例えばこちらの家紋「檜扇に雁金」扇の要の部分や、一番下の海老の尻尾のような部分、垂れた房の重なりの表現などの細かな描写の部分です。
大きな風呂敷の場合は風呂敷の大きさに合わせて家紋の大きさも大きくなるため染だけでも表現できる可能性がありますが、
写真のような57cm巾の袷ふくさへの家紋入れの場合、家紋の直径は7cm~8cm、この場合は染だけでは表現しきれず、上絵での処理が必要となります。

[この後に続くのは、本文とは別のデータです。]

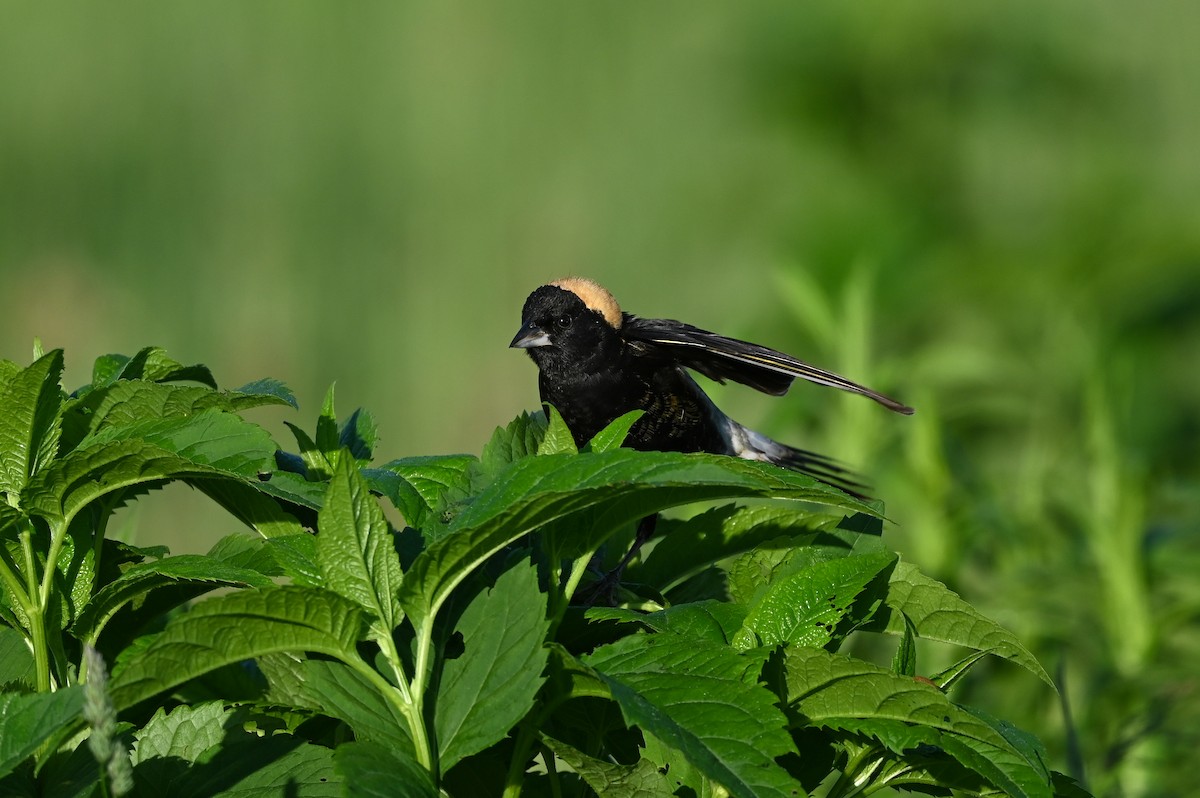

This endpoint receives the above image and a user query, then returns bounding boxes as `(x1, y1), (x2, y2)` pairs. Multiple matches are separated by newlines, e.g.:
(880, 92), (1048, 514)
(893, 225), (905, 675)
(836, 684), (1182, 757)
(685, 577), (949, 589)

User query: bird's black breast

檜扇・雁金のアウトラインは染、残りの細かな部分を上絵師が描写することとなります。
上絵が必要なケース(2)
こちらの「七宝に揚羽蝶」などもやはり上絵が必要になります。
七宝の真ん中に小さな揚羽蝶を描写しますが、七宝の大きな曲線があるため、真ん中のスペースが極めて狭くなっています。
揚羽蝶の直径はおよそ3.6cm程、これを染めだけで仕上げるのは難しく、揚羽蝶の羽の線。目などはかなり繊細な表現となりますので、やはり染と上絵両方を使っての仕上げです。
どの程度まで染で、またどの部分を上絵で描写するかにつきましては職人同士の話し合いで進めますが
仕事をさせて頂くのは、私が全幅の信頼を寄せている熟練の職人たち、それゆえ職人の腕を信じてお任せしていますが、毎回さすが!と思える仕上がりで上げてきてくれます。
型代・上絵代が別途発生します。
生地の違いによる難易度もあります。
白山紬の場合は凹凸があまりありませんので割と表現がしやすいのですが、細かなうねりのある縮緬(ちりめん)の場合は、結構難易度が上がります。伝統工芸士の腕の見せ所です。
たださすがに熟練の職人でも、白山紬なら可能だが縮緬の場合は無理という事もありますので、家紋をお聞きした時点で職人と相談をして、その上でどんな感じでできるかをご案内させて頂きます。
白山紬の袷ふくさ・縮緬の手ふくさについては以下のページで詳しく説明しています。もちろん購入も可能です。
同じ家紋を入れる場合でも、切手盆の場合は染物よりも繊細な描写が可能です。
何人もの伝統工芸士の手を経て作り上げられる家紋入りの風呂敷やふくさ達・・一生物の逸品です。